Na sexta-feira, 27 de julho, o jornal “Valor Econômico” publicou uma entrevista de Henry Kissinger, concedida ao jornalista Edward Luce, do “Financial Times”. O repórter convidou o “consigliere” da diplomacia dos Estados Unidos para um almoço e, perceptivo, fez o diabo para extrair uma declaração do notável intelectual — e, sim, político que nunca precisou de mandato — sobre o governo do presidente do EUA, Donald Trump. Kissinger dribla-o de maneira formidável e o jornalista admite a habilidade de Messi de seu “oponente”. “Kissinger vê um mundo no qual tanto a China quanto a Rússia contestam a ordem mundial americana, muitas vezes de forma coordenada”, sintetiza o “FT”. Inquirido sobre o presidente russo, sai com uma tirada quase de crítico literário: “Não acho que Putin seja um personagem como Hitler. Ele é saído de Dostoiévski”. Infelizmente, o repórter não o inquire a respeito de qual personagem literário do escritor russo. Vladimir Putin é, digamos, uma cópia. Teria saído de “Os Demônios” (notável livro sobre o mundo dos terroristas), de “Crime e Castigo” ou de “Os Irmãos Karamázov”?

Recado indireto de Yuval Harari para Geraldo Alckmin (PSDB), Jair Bolsonaro (PSL), Ciro Gomes (PDT), Marina Silva (Rede), Álvaro Dias (Podemos), Henrique Meirelles (MDB) e Fernando Haddad (PT): “Ao longo da história humana, aqueles que prometeram soluções mágicas e rápidas para os problemas acabaram causando mais violência e miséria”

Aos 95 anos, de uma lucidez extraordinária, Kissinger conta que uma das suas principais preocupações é a inteligência artificial. Ele sugere que se crie, com urgência, uma comissão presidencial dos Estados Unidos para examinar a questão. “Se não dermos início logo a esses esforços, em breve vamos descobrir que começamos demasiado tarde.” Mas a mão do mercado não deve ser livre?, perguntaria alguém sincronizado com as ideias liberais. Não é o que pensa o “jovem ancião”. O mercado, afinal, zela por alguns. O Estado zela ou devia zelar por todos.

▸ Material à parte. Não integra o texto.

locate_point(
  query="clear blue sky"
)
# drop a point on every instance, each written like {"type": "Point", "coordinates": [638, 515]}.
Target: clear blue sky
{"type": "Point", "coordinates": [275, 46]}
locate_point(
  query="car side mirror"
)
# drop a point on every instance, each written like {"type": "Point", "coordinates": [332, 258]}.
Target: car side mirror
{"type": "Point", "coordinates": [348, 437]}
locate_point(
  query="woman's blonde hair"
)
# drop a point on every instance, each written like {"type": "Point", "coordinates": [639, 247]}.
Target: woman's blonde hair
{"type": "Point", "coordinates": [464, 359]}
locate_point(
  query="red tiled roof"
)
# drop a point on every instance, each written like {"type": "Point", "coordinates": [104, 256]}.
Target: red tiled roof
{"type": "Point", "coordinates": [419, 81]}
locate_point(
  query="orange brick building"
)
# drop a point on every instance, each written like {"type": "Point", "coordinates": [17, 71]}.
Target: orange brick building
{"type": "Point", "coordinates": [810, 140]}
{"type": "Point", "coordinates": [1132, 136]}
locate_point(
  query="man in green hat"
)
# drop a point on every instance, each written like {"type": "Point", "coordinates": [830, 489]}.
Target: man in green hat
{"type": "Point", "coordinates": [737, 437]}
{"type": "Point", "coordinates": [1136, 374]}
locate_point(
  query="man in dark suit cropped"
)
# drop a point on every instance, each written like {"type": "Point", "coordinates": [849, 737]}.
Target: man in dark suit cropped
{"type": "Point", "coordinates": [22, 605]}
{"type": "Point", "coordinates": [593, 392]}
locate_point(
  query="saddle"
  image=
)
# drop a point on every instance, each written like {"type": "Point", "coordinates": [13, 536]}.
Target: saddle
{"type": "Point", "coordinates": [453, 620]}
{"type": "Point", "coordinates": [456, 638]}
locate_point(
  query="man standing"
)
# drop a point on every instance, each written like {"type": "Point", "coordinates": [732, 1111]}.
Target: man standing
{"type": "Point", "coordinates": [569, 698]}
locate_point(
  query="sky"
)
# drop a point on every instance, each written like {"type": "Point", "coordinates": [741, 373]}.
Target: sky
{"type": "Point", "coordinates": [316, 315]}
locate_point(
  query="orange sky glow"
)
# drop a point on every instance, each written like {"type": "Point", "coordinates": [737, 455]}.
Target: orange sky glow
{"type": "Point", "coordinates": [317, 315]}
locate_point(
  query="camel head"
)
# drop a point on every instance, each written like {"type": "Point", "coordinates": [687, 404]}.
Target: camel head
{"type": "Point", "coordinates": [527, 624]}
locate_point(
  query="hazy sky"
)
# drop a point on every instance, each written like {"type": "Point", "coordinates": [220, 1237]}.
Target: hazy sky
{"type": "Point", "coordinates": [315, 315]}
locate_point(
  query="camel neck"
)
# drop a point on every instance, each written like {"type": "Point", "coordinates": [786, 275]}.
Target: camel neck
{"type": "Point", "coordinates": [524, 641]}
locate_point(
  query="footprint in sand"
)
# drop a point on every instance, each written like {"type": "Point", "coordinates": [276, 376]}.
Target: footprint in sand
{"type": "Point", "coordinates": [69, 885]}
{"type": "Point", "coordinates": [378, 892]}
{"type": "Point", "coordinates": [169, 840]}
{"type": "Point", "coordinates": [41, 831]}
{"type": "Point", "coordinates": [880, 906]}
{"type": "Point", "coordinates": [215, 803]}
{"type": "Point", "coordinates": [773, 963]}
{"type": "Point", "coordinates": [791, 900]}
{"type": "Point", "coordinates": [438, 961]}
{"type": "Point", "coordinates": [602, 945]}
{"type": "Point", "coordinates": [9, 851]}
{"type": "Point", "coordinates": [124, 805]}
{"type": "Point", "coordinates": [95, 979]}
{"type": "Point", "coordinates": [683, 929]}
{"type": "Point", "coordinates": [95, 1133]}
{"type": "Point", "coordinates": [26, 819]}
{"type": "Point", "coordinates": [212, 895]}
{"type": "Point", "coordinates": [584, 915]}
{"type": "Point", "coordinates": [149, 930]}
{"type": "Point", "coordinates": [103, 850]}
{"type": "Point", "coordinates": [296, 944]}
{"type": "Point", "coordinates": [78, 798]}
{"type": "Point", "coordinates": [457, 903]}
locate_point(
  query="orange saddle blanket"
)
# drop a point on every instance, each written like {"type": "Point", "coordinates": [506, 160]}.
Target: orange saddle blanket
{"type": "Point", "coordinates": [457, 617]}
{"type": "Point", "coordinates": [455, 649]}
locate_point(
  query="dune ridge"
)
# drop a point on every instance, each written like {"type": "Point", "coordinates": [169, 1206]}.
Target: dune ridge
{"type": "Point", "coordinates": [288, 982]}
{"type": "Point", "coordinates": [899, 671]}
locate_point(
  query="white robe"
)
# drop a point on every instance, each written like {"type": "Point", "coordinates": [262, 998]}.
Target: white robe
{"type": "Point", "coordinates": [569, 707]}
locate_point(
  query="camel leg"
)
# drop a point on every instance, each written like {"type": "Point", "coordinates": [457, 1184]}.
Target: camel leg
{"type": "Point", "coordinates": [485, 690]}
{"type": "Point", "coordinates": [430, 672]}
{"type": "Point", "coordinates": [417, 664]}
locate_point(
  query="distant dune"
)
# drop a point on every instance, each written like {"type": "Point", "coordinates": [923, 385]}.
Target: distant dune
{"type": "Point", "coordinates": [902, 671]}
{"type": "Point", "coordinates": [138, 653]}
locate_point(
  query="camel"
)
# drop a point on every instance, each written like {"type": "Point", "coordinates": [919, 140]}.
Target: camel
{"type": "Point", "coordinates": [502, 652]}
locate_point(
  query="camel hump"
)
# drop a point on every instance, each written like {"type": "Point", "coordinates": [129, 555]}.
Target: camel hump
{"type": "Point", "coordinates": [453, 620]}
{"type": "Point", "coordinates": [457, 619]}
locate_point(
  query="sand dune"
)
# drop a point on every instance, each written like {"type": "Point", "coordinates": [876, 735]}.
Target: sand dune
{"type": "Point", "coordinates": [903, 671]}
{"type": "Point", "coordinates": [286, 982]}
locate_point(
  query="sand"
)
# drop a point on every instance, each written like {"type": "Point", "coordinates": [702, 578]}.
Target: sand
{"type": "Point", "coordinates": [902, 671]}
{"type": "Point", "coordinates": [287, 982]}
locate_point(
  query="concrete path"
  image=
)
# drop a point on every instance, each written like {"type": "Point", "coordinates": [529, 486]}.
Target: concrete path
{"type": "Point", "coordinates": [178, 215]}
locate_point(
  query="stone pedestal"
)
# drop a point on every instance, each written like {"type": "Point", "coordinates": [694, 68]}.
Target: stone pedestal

Sobre a inteligência artificial, Yuval Harari não é tão pessimista quanto Kissinger. “No século 21, a inteligência artificial e a biotecnologia vão mudar o mundo, mas não precisamos ser fatalistas. Como usar a tecnologia sabiamente é a questão mais importante que a humanidade enfrenta hoje — mais importante que a crise econômica, as guerras no Oriente Médio ou a crise de refugiados na Europa. O futuro não só da humanidade, mas provavelmente da própria vida na Terra, depende de como escolheremos usar a inteligência artificial e a biotecnologia”.

Muito bem editada pelos jornalistas Laura Greenhalgh e Ivan Marsiglia, a revista “Cultura” é distribuída gratuitamente na rede de livrarias Cultura e Fnac. Vale a pena ler a entrevista inteira. Trata-se, é necessário sublinhar, de uma entrevista exclusiva. A imprensa brasileira dormiu no ponto. O número com o material sobre Yuval Harari contém bons textos de Sérgio Augusto, Joaquim Ferreira dos Santos e André Forastieri.